About the APOLLO Phase 3 Study
The APOLLO Phase 3 trial was a randomized, double-blind, placebo-controlled, global study designed to evaluate the efficacy and safety of patisiran in hATTR amyloidosis patients with polyneuropathy. The primary endpoint of the study was the change from baseline in modified Neuropathy Impairment Score +7 (mNIS+7) relative to placebo at 18 months.
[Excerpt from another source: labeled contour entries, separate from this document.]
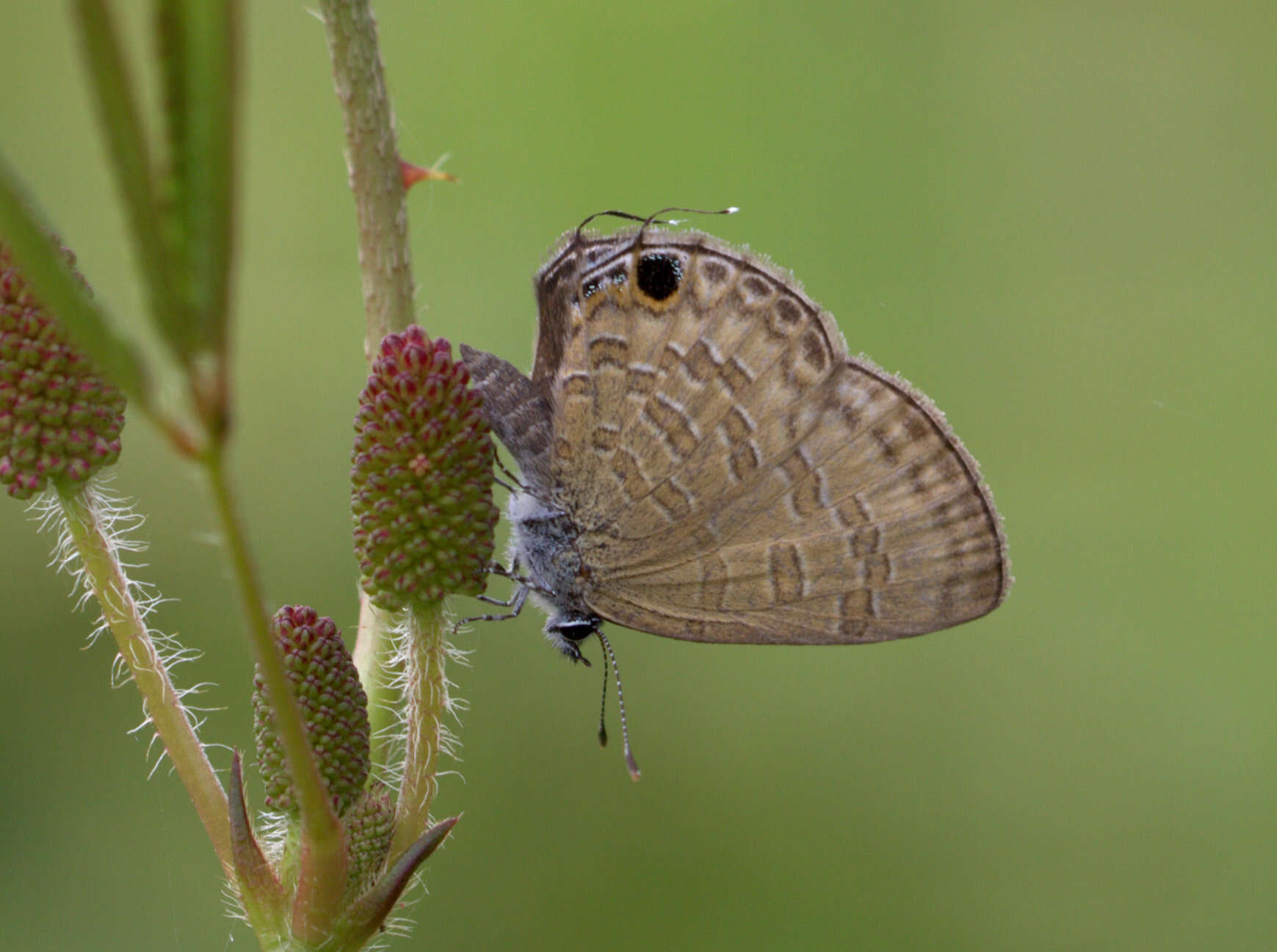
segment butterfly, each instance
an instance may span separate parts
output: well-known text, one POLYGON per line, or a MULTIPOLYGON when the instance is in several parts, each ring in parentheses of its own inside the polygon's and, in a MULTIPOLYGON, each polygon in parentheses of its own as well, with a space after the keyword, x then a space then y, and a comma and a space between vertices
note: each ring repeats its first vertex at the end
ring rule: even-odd
POLYGON ((788 272, 654 219, 550 250, 530 376, 461 347, 520 470, 513 614, 530 596, 580 660, 604 621, 858 644, 1000 605, 1001 518, 936 406, 788 272))

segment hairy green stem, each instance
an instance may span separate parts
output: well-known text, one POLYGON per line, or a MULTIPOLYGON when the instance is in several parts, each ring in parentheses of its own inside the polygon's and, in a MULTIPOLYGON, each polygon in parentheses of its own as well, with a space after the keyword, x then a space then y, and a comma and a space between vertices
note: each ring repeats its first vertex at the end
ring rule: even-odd
POLYGON ((142 609, 129 591, 119 550, 106 532, 102 512, 83 489, 57 485, 57 499, 72 542, 84 565, 84 579, 142 694, 147 717, 195 805, 217 859, 230 874, 232 858, 226 794, 204 755, 190 713, 172 687, 169 669, 147 630, 142 609))
POLYGON ((395 704, 398 692, 393 689, 395 644, 386 637, 392 620, 387 613, 373 605, 365 596, 359 606, 359 636, 355 639, 355 667, 368 694, 368 736, 372 744, 374 770, 384 772, 395 747, 395 704))
POLYGON ((404 175, 372 5, 366 0, 322 0, 319 9, 346 124, 346 167, 355 194, 368 322, 364 356, 372 362, 386 334, 412 323, 404 175))
POLYGON ((211 453, 207 466, 231 570, 244 600, 253 658, 262 671, 271 699, 280 745, 289 763, 289 777, 301 812, 301 868, 292 929, 308 941, 321 941, 328 920, 341 907, 346 888, 345 836, 310 752, 301 712, 283 670, 283 658, 271 637, 257 570, 226 482, 225 458, 220 453, 211 453))
POLYGON ((448 624, 443 605, 409 609, 404 650, 404 782, 395 817, 391 858, 398 856, 429 827, 430 804, 438 791, 435 777, 443 716, 448 710, 448 624))

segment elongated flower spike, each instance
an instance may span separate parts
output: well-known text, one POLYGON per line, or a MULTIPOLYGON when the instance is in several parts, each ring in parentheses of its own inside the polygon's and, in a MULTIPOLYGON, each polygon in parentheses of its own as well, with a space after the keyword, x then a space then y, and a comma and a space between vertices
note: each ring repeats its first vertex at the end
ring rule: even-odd
MULTIPOLYGON (((355 662, 333 620, 314 609, 285 605, 271 619, 271 632, 283 655, 319 777, 341 815, 363 792, 370 767, 368 697, 355 662)), ((295 814, 296 796, 261 674, 253 680, 253 724, 266 803, 295 814)))
POLYGON ((481 398, 452 347, 387 334, 360 394, 351 510, 361 584, 386 610, 483 591, 497 508, 481 398))
POLYGON ((68 341, 0 242, 0 485, 29 499, 49 480, 84 482, 120 458, 123 429, 124 394, 68 341))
Secondary endpoints included: the Norfolk Quality of Life-Diabetic Neuropathy (QOL-DN) score; NIS-weakness (NIS-W); Rasch-built Overall Disability Scale (R-ODS); timed 10-meter walk (10-MWT); modified BMI (mBMI); and the composite autonomic symptom score-31 (COMPASS-31). In addition, exploratory cardiac assessments included measurement of N-terminal pro-brain natriuretic peptide (NT-ProBNP) levels and echocardiography. The trial enrolled 225 hATTR amyloidosis patients in 19 countries with 39 genotypes who were randomized 2:1, patisiran:placebo, with patisiran administered at 0.3 mg/kg intravenously once every three weeks for 18 months. All patients who completed the APOLLO Phase 3 study were eligible to screen for the Global OLE study, in which they have the opportunity to receive patisiran on an ongoing basis.
About hATTR amyloidosis
Hereditary transthyretin (TTR)-mediated amyloidosis (hATTR) is an inherited, progressively debilitating, and often fatal disease caused by mutations in the TTR gene. TTR protein is primarily produced in the liver and is normally a carrier of vitamin A. Mutations in the TTR gene cause abnormal amyloid proteins to accumulate and damage body organs and tissue, such as the peripheral nerves and heart, resulting in intractable peripheral sensory neuropathy, autonomic neuropathy, and/or cardiomyopathy, as well as other disease manifestations. hATTR amyloidosis represents a major unmet medical need with significant morbidity and mortality, affecting approximately 50,000 people worldwide. The median survival is 4.7 years following diagnosis, with a reduced survival (3.4 years) for patients presenting with cardiomyopathy. The only available treatment options for early stage disease are liver transplantation and, in some countries, tafamidis (approved in Europe, and certain countries in Asia and Latin America, specific indication varies by region). As such, there is a significant need for novel therapeutics to help treat patients with hATTR amyloidosis.